Volvo electrifica el concepto Cross Country con los nuevos EX30 y EX60

En 1997, el V70 XC inventó un nicho: el del coche familiar que no temía al barro. Casi tres décadas después, Volvo intenta repetir la jugada con el EX30 y el EX60 Cross Country

Hubo un tiempo en el que «Cross Country» significaba algo muy concreto en Volvo: chasis reforzado, tracción total real y esa capacidad de ser un coche de lujo en la ciudad y un tanque en la montaña. El V70 XC fue el pionero , un éxito de 300.000 unidades que Lex Kerssemakers definió en su día como «una exclusiva chaqueta de plumón de oca». Hoy, esa chaqueta se ha vuelto sintética y eléctrica con los Volvo EX-30 y EX-60.

La marca sueca ha decidido que su futuro no solo es eléctrico, sino también aventurero. Con los nuevos Volvo EX-30 Cross Country y EX.60 Cross Country, la firma pretende demostrar que el concepto XC sigue vivo, aunque el contexto sea plenamente contemporáneo.

Volvo EX-30 Cross Country: ¿Urbano o explorador?

El EX30 Cross Country es la propuesta más compacta. Volvo lo ha dotado de una mayor altura libre al suelo y molduras en negro mate para que no sufra con las proyecciones de piedras. Sin embargo, lo que realmente impresiona no es su capacidad off-road, sino su brutalidad en el asfalto.
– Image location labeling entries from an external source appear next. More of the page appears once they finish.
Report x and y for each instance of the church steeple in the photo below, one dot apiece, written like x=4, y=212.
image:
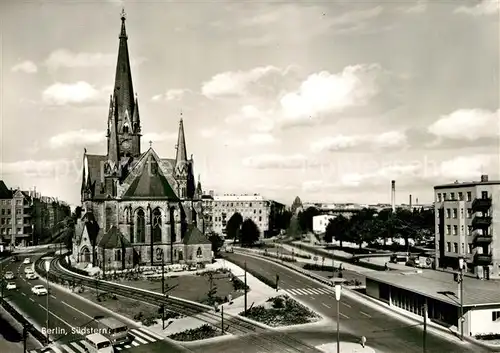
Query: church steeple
x=181, y=156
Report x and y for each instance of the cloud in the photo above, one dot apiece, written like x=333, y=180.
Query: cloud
x=389, y=139
x=324, y=92
x=238, y=83
x=63, y=58
x=159, y=137
x=468, y=125
x=80, y=137
x=485, y=7
x=261, y=139
x=420, y=6
x=81, y=92
x=171, y=95
x=252, y=117
x=26, y=66
x=276, y=161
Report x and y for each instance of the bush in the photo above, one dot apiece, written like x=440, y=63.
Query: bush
x=200, y=333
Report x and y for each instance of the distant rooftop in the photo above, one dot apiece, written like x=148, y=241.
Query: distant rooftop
x=483, y=181
x=441, y=286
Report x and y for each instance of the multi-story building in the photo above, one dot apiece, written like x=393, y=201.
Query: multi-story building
x=468, y=226
x=26, y=217
x=262, y=211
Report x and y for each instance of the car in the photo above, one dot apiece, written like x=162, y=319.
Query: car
x=9, y=275
x=31, y=275
x=39, y=290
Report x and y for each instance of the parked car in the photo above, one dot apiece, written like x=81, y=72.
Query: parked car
x=9, y=275
x=31, y=275
x=39, y=290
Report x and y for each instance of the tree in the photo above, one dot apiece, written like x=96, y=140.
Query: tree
x=233, y=226
x=217, y=242
x=305, y=218
x=250, y=233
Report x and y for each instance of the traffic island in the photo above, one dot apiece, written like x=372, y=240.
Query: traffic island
x=197, y=334
x=282, y=311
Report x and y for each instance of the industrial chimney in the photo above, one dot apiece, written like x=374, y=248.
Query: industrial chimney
x=393, y=195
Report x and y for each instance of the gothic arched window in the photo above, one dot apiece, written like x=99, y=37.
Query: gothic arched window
x=156, y=225
x=141, y=226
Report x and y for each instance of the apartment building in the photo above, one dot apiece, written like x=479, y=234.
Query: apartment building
x=26, y=216
x=262, y=211
x=468, y=226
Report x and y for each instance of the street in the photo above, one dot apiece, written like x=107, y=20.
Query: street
x=383, y=332
x=69, y=315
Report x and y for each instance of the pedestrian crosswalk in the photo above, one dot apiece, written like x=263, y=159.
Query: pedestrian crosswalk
x=309, y=291
x=140, y=336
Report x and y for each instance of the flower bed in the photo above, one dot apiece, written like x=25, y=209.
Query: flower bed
x=282, y=311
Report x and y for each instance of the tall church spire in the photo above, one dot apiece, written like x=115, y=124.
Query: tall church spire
x=124, y=91
x=181, y=156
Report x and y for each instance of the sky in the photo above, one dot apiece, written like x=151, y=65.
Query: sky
x=329, y=101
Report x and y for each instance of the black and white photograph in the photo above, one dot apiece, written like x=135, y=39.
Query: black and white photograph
x=249, y=176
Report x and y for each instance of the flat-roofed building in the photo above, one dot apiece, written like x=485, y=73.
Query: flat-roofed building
x=465, y=226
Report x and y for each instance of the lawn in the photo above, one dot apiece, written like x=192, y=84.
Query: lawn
x=282, y=311
x=190, y=286
x=131, y=308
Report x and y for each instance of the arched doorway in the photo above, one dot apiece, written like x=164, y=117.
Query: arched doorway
x=85, y=254
x=156, y=226
x=141, y=226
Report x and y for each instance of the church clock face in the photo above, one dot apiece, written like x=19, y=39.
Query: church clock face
x=126, y=145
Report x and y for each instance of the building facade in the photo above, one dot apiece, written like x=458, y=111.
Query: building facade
x=262, y=211
x=466, y=226
x=139, y=209
x=27, y=218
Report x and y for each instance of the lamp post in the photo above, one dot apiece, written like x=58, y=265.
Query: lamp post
x=338, y=290
x=47, y=268
x=461, y=264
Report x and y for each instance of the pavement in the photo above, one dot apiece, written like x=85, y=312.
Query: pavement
x=384, y=332
x=70, y=317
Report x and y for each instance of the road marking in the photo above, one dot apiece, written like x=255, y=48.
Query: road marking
x=77, y=347
x=75, y=309
x=143, y=335
x=67, y=348
x=142, y=330
x=57, y=317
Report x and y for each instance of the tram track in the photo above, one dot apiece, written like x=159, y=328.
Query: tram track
x=252, y=333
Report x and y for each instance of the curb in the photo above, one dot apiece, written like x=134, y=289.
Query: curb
x=448, y=334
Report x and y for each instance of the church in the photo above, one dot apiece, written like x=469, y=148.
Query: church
x=138, y=209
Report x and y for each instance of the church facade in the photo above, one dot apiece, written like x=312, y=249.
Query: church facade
x=138, y=208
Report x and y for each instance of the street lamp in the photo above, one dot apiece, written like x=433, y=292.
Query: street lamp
x=47, y=268
x=461, y=265
x=338, y=290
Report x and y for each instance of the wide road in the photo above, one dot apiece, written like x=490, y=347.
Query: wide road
x=384, y=333
x=70, y=318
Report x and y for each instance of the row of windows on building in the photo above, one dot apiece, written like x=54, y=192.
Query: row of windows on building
x=460, y=196
x=9, y=202
x=453, y=230
x=466, y=250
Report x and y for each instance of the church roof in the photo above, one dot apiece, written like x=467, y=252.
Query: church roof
x=194, y=236
x=112, y=239
x=149, y=180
Gracias al sistema Twin Motor Performance, este SUV compacto entrega 428 CV y 543 Nm de par. Hacer el 0 a 100 km/h en 3,7 segundos con un coche que lleva neumáticos todoterreno opcionales de 18 pulgadas es, cuanto menos, una contradicción técnica interesante. Es un coche versátil, sí, pero su enfoque parece más orientado a las «escapadas de fin de semana» que a la exploración real.
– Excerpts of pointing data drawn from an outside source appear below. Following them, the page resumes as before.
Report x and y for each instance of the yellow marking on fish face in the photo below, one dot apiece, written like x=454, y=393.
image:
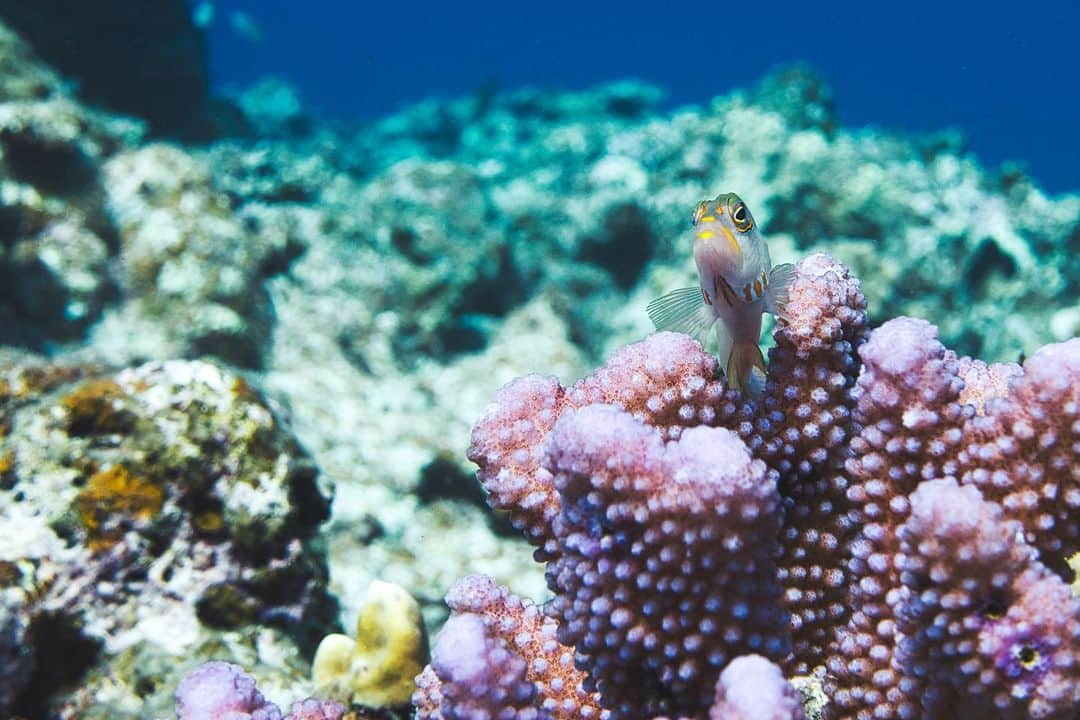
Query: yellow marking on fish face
x=699, y=212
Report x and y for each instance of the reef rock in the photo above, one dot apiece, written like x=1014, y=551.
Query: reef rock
x=148, y=517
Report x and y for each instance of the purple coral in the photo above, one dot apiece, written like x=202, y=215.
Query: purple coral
x=667, y=553
x=983, y=628
x=617, y=481
x=223, y=691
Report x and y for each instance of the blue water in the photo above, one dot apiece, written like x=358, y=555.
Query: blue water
x=1007, y=75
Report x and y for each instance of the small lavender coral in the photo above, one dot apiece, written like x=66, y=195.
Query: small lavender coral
x=223, y=691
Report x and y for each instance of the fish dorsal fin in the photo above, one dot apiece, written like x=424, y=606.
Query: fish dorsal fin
x=683, y=311
x=780, y=282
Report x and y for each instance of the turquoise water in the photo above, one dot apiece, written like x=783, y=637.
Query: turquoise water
x=1004, y=73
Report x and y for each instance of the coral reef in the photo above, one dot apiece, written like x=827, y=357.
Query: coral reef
x=132, y=241
x=377, y=667
x=380, y=283
x=151, y=514
x=221, y=691
x=672, y=545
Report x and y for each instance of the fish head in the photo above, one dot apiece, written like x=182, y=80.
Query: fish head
x=726, y=240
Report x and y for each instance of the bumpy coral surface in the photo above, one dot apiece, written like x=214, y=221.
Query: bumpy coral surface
x=864, y=518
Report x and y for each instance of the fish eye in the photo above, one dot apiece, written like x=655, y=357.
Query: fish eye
x=741, y=217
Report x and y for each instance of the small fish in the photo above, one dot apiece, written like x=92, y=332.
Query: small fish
x=203, y=14
x=737, y=284
x=245, y=26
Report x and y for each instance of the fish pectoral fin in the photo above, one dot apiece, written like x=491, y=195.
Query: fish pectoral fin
x=746, y=368
x=780, y=283
x=682, y=311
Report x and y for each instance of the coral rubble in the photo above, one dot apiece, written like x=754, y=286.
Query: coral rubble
x=148, y=514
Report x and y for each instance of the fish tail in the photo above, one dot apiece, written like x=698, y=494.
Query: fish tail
x=746, y=368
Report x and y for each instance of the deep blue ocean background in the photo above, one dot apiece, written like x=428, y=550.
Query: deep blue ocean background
x=1007, y=75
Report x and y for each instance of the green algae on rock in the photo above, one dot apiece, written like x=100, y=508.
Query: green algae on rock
x=111, y=516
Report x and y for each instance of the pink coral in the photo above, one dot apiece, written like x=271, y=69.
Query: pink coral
x=618, y=483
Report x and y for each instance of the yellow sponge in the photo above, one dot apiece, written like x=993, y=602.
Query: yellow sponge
x=391, y=648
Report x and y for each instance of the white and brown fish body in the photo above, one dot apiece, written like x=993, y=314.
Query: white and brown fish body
x=737, y=283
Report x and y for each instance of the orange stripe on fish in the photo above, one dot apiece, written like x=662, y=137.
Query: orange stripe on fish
x=724, y=288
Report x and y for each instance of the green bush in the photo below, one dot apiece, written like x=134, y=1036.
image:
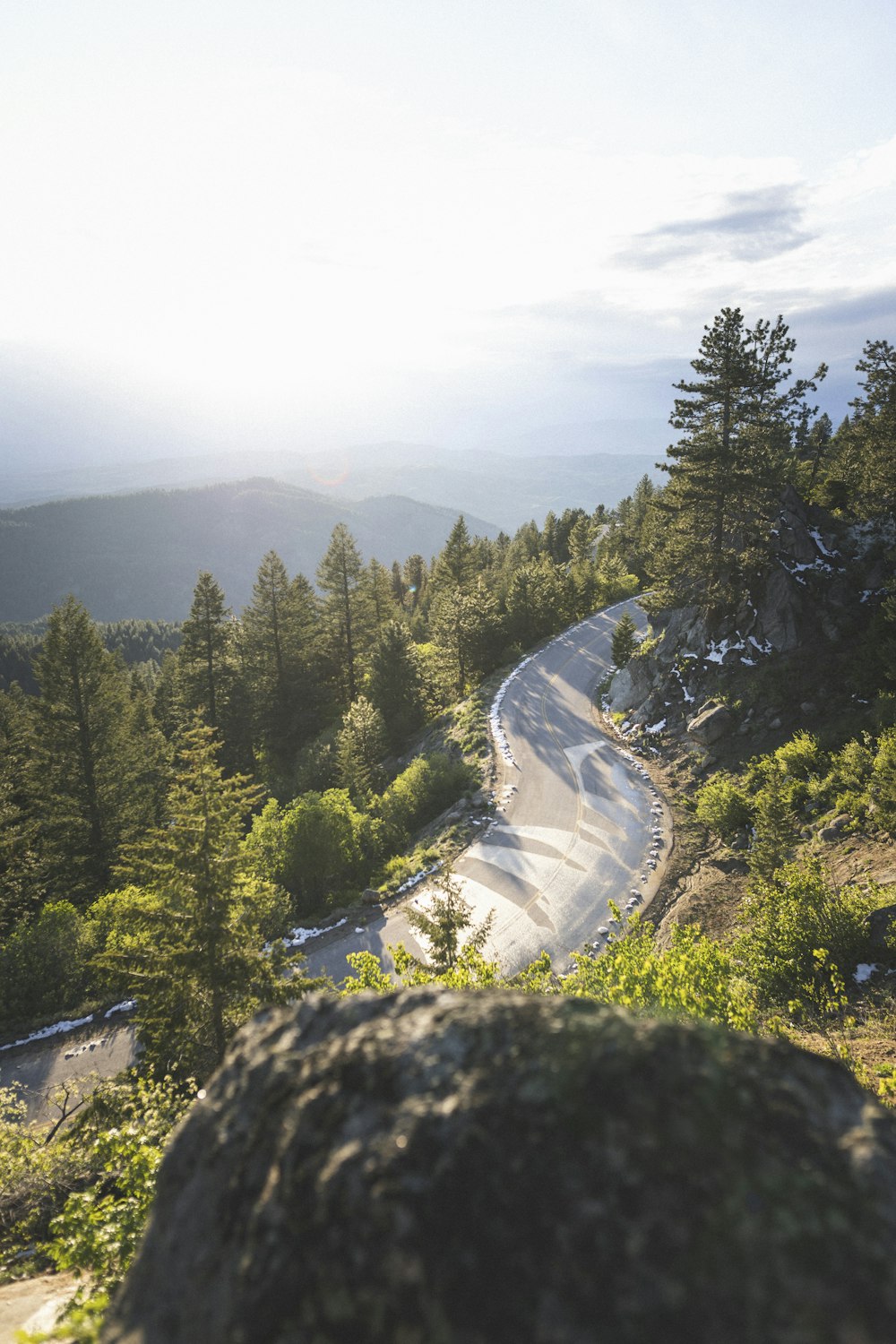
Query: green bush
x=788, y=921
x=314, y=847
x=694, y=978
x=723, y=806
x=883, y=780
x=45, y=965
x=801, y=757
x=418, y=795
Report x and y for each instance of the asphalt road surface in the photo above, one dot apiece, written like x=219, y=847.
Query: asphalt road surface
x=575, y=825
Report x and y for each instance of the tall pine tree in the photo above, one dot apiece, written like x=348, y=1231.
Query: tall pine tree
x=742, y=427
x=99, y=758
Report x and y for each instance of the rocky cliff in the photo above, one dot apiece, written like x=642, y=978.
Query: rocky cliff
x=473, y=1168
x=823, y=580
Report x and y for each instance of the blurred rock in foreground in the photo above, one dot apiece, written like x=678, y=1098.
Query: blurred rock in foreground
x=479, y=1168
Volvo EX-60 Cross Country: El heredero con esteroides

El plato fuerte es el EX60 Cross Country. Aquí es donde Volvo ha puesto toda la carne en el asador tecnológico. No solo es 20 mm más alto que el EX60 estándar, sino que su suspensión neumática permite elevar la carrocería otros 20 mm adicionales cuando el terreno se pone feo.
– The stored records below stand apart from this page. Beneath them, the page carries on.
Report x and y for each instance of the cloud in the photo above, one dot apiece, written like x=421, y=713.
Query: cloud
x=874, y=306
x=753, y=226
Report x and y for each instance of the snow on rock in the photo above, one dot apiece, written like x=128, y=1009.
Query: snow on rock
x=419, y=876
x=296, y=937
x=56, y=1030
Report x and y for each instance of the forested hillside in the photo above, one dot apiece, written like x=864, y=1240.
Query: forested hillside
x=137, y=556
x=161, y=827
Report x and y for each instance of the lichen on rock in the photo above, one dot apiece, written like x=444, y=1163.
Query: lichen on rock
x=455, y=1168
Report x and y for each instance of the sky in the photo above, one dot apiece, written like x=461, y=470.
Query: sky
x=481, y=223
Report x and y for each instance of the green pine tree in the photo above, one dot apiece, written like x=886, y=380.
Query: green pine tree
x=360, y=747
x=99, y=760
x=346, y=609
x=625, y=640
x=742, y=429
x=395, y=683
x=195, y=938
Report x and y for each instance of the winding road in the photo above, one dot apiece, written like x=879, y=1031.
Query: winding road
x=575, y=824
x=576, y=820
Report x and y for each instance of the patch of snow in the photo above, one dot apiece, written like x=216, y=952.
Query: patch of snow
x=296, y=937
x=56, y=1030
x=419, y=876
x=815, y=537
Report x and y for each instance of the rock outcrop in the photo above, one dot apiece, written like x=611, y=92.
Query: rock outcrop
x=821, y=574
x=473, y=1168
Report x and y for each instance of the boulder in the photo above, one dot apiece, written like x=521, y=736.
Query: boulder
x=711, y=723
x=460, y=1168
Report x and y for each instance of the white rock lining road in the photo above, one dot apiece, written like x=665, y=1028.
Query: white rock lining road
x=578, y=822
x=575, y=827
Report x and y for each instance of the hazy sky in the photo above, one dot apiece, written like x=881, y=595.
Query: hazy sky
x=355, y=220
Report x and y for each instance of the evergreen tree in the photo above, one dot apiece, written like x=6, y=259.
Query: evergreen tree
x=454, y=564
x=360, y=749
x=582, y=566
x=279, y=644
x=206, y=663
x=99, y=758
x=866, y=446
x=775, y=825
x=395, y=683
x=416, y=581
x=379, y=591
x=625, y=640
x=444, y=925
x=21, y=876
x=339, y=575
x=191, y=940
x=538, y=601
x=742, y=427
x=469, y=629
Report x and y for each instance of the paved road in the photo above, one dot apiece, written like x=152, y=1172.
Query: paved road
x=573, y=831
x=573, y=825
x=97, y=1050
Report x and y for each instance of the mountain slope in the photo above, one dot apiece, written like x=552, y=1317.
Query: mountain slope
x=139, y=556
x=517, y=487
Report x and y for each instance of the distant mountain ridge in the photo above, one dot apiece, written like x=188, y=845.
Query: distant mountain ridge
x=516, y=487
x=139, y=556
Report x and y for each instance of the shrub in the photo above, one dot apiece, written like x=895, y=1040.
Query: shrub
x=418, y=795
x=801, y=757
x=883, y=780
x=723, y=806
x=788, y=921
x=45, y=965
A nivel mecánico, el salto es notable: 510 CV y 710 Nm de par. Pero lo que realmente marca la diferencia en un viaje de aventura no es la potencia, sino la tranquilidad. La versión P10 AWD Electric promete hasta 640 km de autonomía y, lo que es más importante, un sistema de carga de 400 kW capaz de recuperar 340 km en solo 10 minutos. Es la respuesta de Volvo a la ansiedad por la autonomía en rutas remotas.

La mirada crítica: ¿Esencia o marketing?

Volvo ha sabido mantener la estética: protectores inferiores en acero inoxidable, pasos de rueda ensanchados y esa sensación de robustez que siempre ha caracterizado a la saga. El EX60 Cross Country parece un producto mucho más maduro y coherente con el legado del V70 XC que su hermano pequeño.

Sin embargo, queda la duda de si estas potencias estratosféricas son necesarias para un concepto «Cross Country» que originalmente buscaba equilibrio y durabilidad, no competir en aceleración con deportivos. El tiempo (y las ventas) dirán si el cliente de Volvo busca una herramienta de aventura o un escaparate tecnológico con aspecto de todoterreno.